Трумэн знал, что в лице британского премьер-министра имеет надежного и многоопытного союзника. Однако привычка Черчилля произносить длинные речи по любому вопросу выводила Трумэна из себя. Кроме того, он боялся, как бы очередная непредвиденная инициатива Черчилля не застала его врасплох.

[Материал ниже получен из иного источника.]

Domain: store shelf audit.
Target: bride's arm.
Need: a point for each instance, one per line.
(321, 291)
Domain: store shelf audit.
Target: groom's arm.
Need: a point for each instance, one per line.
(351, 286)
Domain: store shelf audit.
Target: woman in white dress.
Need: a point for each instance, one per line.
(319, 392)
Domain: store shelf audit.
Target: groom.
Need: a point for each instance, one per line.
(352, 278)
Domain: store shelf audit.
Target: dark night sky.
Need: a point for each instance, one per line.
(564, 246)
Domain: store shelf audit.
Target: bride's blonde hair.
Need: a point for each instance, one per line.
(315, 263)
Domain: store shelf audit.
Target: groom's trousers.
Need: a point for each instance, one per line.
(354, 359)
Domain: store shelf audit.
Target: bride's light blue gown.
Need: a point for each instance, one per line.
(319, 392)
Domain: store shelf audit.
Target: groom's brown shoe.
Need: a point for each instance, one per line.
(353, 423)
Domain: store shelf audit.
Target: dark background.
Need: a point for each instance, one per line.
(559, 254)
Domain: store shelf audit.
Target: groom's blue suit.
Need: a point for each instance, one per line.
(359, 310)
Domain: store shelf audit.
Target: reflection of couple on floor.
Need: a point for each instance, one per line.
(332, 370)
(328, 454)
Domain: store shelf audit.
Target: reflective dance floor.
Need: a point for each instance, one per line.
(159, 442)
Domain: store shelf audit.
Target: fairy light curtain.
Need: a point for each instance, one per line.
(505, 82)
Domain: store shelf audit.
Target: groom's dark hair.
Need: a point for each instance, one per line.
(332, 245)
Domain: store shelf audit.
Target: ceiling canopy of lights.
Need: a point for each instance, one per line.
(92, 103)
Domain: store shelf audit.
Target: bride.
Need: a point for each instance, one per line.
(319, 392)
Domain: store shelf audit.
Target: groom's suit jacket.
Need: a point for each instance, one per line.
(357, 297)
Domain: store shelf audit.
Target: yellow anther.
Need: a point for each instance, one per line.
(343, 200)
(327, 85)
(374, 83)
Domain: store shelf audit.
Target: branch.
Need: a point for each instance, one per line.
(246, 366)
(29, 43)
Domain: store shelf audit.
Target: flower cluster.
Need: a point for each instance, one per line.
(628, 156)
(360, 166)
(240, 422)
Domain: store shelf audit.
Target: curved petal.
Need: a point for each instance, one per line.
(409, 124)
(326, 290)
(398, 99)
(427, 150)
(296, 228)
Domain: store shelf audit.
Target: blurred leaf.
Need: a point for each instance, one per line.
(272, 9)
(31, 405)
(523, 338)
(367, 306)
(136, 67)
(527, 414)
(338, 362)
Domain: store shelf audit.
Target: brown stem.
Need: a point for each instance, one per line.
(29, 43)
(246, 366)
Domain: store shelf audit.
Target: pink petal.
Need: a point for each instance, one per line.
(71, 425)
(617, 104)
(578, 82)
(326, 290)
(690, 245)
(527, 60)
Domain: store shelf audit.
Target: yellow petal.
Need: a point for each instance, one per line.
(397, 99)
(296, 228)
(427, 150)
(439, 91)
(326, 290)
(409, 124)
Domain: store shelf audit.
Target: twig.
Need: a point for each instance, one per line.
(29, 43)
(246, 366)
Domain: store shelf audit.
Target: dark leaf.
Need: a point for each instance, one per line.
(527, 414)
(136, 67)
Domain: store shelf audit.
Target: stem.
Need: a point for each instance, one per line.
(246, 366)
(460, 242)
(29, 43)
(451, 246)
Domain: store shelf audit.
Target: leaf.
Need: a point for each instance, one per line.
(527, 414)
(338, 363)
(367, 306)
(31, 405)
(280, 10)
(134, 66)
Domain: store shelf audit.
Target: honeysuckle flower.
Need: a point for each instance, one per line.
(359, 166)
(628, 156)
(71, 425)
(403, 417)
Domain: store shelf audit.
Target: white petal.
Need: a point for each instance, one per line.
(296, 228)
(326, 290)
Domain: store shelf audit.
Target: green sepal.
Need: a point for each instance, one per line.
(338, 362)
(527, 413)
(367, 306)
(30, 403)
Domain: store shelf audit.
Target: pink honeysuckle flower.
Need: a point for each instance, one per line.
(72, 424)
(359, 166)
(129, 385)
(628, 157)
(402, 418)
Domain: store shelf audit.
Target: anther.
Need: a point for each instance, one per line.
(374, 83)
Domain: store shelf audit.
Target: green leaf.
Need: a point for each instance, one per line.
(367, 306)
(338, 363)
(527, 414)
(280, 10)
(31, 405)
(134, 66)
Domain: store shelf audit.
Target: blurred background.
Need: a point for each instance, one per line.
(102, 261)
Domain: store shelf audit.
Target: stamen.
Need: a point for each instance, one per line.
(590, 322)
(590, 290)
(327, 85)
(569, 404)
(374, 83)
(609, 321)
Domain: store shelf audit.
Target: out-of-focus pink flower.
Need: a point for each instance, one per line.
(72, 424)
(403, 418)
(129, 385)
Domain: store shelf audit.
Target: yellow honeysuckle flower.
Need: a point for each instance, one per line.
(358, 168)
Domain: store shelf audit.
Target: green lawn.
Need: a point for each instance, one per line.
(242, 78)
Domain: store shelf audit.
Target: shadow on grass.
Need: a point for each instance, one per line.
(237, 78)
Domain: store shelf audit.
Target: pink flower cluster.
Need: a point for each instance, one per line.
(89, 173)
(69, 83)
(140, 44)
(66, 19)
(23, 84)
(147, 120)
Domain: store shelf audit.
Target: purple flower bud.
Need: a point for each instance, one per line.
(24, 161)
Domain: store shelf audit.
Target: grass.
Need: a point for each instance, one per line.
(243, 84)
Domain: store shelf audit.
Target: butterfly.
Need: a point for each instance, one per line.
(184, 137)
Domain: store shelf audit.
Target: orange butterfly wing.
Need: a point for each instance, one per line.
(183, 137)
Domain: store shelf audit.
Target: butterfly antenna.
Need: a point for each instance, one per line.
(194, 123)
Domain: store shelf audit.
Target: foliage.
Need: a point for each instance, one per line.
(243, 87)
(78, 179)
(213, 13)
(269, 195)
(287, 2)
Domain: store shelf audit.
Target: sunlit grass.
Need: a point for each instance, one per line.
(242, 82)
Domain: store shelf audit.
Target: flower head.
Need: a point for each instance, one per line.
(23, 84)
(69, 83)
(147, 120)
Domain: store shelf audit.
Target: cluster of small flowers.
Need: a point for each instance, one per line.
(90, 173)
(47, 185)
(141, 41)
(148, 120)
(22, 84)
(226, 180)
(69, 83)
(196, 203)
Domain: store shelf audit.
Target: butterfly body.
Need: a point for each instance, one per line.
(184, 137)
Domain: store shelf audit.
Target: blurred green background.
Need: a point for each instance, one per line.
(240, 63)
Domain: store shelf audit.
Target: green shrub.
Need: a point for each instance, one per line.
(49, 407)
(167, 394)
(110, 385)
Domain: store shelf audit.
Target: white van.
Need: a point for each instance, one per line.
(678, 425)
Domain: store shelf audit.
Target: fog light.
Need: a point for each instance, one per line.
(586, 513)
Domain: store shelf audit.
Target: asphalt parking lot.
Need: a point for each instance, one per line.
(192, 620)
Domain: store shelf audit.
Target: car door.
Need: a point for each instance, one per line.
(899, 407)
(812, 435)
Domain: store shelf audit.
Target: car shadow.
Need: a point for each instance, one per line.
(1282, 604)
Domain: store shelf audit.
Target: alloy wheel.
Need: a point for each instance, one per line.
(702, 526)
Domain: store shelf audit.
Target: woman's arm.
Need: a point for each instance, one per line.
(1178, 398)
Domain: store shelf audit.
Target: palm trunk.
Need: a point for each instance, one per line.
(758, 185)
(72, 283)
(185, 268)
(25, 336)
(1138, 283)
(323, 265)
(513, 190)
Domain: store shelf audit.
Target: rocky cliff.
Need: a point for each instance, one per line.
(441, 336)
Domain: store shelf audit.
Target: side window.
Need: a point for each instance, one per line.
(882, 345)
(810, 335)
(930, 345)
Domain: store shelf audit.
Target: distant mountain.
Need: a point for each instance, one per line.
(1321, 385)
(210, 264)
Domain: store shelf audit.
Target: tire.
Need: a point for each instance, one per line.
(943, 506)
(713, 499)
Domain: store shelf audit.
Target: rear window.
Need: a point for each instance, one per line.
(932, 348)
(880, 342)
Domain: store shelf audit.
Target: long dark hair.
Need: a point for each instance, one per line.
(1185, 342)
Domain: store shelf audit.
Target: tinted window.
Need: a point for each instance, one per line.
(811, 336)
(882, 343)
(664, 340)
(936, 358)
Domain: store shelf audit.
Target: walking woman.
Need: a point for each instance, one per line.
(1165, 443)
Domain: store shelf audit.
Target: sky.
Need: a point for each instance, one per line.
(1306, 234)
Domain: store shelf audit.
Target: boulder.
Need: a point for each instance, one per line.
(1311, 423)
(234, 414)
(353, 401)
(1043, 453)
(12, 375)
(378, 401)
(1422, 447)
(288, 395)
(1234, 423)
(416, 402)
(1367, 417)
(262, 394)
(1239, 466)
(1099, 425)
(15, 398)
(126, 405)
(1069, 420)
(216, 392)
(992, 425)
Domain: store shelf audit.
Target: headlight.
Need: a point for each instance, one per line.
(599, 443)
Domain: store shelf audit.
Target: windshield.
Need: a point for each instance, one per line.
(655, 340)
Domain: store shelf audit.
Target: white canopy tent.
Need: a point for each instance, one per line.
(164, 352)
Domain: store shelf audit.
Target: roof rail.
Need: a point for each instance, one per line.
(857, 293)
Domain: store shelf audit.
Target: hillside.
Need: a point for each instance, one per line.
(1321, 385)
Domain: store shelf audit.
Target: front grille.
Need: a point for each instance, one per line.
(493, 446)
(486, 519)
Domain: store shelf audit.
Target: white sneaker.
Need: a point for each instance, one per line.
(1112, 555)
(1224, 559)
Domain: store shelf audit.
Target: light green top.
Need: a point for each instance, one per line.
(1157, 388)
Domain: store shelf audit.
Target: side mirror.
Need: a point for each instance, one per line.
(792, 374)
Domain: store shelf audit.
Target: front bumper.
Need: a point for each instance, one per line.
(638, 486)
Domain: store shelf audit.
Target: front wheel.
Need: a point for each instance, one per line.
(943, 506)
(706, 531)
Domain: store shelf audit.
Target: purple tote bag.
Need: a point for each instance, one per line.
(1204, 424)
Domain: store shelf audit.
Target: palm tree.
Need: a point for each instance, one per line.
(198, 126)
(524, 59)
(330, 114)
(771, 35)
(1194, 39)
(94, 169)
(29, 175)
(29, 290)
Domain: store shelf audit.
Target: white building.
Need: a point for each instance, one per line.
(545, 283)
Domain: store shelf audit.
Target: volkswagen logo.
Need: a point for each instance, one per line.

– Наши министры, – продолжал Черчилль, – встречаются каждое утро и подготавливают обширную программу для вечерних пленарных заседаний. Это длительная, кропотливая работа. Сегодня, например, они закончили ее только к двум часам дня. Не знаю, как у вас, мистер президент, или у вас, генералиссимус, – вежливые поклоны в сторону Трумэна и Сталина, – но лично у меня остается очень мало времени, чтобы составить свое мнение о подготовленных министрами документах. Поэтому я предлагаю… – Черчилль сделал паузу, как бы испытывая терпение присутствующих, – начинать наши заседания не в четыре часа, как было условлено, а в пять.

«Столько слов по такому чепуховому поводу!» – с досадой подумал Трумэн.

– Не возражаю, – процедил он сквозь зубы и, не дожидаясь, что скажет Сталин, объявил: – Переходим к обсуждению повестки дня. Итак, первый вопрос…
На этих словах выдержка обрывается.